As little as 4,000mg can Acetaminophen/Tylenol can cause severe damage to your liver, liver failure, or death, especially if it's combined with alcohol. If you took fifteen 10mg hydrocodone pills that each contained just 325mg of Acetaminophen/Tylenol, then you ingested 4,875mg of Acetaminophen, which was extremely dangerous. Depending on the formulation of the drugs and when you took that dose, the amount of Acetaminophen you consumed may have been much higher.

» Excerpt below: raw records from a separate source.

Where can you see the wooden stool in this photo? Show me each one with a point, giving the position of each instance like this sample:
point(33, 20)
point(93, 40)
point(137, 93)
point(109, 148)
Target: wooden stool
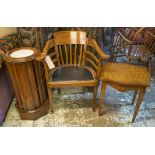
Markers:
point(125, 77)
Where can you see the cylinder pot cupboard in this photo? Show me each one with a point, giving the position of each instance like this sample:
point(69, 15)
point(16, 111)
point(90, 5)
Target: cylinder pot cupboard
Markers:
point(28, 82)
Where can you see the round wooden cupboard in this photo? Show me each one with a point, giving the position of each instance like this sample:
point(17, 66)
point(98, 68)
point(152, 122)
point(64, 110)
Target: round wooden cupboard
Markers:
point(28, 81)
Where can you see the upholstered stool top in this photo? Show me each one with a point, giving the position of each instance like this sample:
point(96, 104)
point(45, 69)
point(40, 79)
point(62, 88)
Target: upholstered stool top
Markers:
point(125, 74)
point(22, 53)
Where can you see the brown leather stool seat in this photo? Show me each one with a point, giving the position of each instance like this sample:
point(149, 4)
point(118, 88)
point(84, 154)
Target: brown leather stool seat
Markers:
point(70, 73)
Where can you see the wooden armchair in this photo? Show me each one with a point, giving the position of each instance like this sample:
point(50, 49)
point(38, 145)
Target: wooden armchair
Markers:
point(136, 50)
point(77, 61)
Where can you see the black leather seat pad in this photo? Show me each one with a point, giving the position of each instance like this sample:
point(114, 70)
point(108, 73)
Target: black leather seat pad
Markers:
point(71, 73)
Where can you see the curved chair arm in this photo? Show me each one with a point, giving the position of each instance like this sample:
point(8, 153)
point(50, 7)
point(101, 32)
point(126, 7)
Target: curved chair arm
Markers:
point(138, 32)
point(49, 44)
point(124, 38)
point(92, 43)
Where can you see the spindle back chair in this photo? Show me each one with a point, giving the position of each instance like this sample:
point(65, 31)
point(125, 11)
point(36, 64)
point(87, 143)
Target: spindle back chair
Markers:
point(77, 61)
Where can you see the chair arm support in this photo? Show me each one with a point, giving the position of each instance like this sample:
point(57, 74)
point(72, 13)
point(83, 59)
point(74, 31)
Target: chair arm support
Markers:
point(49, 44)
point(92, 43)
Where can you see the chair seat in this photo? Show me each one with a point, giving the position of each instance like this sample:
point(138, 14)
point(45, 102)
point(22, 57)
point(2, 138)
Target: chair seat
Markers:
point(125, 74)
point(70, 73)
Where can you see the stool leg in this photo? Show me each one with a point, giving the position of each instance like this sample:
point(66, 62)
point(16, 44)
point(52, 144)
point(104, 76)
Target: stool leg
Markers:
point(134, 96)
point(50, 98)
point(94, 98)
point(103, 90)
point(140, 99)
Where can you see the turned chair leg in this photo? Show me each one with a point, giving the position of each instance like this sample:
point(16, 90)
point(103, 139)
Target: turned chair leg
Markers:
point(134, 96)
point(94, 98)
point(50, 99)
point(103, 90)
point(59, 91)
point(83, 90)
point(139, 101)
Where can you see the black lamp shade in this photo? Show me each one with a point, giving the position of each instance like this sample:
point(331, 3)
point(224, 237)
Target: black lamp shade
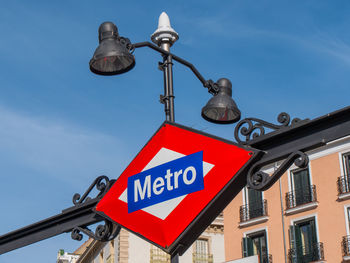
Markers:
point(111, 56)
point(221, 108)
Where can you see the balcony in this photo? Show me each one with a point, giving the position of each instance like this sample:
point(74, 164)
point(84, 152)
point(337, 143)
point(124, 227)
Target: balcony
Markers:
point(266, 258)
point(304, 254)
point(202, 258)
point(345, 247)
point(301, 200)
point(253, 213)
point(343, 184)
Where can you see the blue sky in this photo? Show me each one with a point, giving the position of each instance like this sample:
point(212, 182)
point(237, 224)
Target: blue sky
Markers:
point(61, 126)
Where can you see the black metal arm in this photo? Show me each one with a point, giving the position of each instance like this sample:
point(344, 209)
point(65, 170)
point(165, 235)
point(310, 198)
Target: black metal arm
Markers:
point(288, 142)
point(75, 219)
point(209, 84)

I suggest you go to the doctor and have your liver tested, to see if you have caused permanent liver damage. Others who take large numbers of hydrocodone pills that contain Acetaminophen, or who take a variety of cold and flu remedies, should also heed this warning.
 
For me, hydrocodone works way better than oxycodone. I don?t know why. I know that oxy is stronger, but I guess people react differently to different chemicals. I imagine it?s best just to go with what works best for you. Hydrocodone makes me happy, euphoric and very social and engaging. Oxy makes me introverted and anxious.